Elle rejoignit le couloir qui menait au salon. Ses premières nuits à l'Aphrodite avaient plutôt été couronnées de succès, à l'exception d'un jeune homme que son père envoyait déniaiser pour ses quinze ans, jeune homme qui avait pris peur de la façon dont elle l'avait étreint, mais qui aussi avait pris honte de sa peur. Il avait fait jurer à Mauve de garder le secret sur son échec, ainsi rien de l'évènement ne s'était mué en plainte. Toutefois Eve en avait retenu de garder sa vigilance, ses succès auprès de la clientèle devait beaucoup à la nouveauté, à l'enfer rouge de ses cheveux peut-être aussi, or les hommes qui fréquentaient cette maison, avait-elle ressenti, en raison de la qualité de leur naissance, supposait-elle, étaient avant tout des êtres blasés par nature ou par affectation. Nourrir, renouveler un engouement lui paraissait le vrai défi.

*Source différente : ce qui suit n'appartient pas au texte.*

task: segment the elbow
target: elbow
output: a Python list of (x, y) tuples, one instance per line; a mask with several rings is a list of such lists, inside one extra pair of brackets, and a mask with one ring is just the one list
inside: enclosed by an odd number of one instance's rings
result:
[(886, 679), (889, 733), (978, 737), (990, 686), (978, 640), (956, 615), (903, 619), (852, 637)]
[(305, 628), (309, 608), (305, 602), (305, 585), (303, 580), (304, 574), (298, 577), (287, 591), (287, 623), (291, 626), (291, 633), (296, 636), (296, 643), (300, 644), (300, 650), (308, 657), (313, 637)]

Elle approcha du bar rapportant comme à l'accoutumée les bouteilles que les clients n'avaient pas entièrement vidées et qui revenaient au loisir du personnel. Cependant cette fois, après avoir soigneusement compté les sommes gagnées et séparé le surplus qu'elle pouvait se permettre de dilapider sans trop se mettre aux abois, elle vint avec l'intention d'accomplir le rituel qu'une nouvelle devait aux anciens.
Déposant les bouteilles sur le comptoir, un regard passant comme avec timidité sous le rideau de ses cheveux en direction d'Adryan, puis revenant aux bouteilles qu'elle poussa légèrement vers lui, elle lui dit que ce soir elle voulait payer, des bons crûs, à tous les courtisans, enfin s'ils étaient d'accord, et à lui aussi bien sûr, s'il voulait, qu'elle avait beaucoup d'argent, ou peut-être juste assez, reprit-elle avec une hésitation, elle ouvrit sa bourse sur le comptoir, elle lui dit qu'elle avait tout ça et qu'elle espérait que ça pouvait suffire, mais qu'elle était prête à chercher un peu plus, ou à prendre un crédit.
Elle leva alors son regard sur lui. Lui qu'elle avait déjà croisé quelques fois sans chercher à le voir. Passante fantomatique uniquement incarnée dans l'emprise de la séduction dévolue au client. Lui dont elle vit d'abord les sourcils avant de trouver les yeux.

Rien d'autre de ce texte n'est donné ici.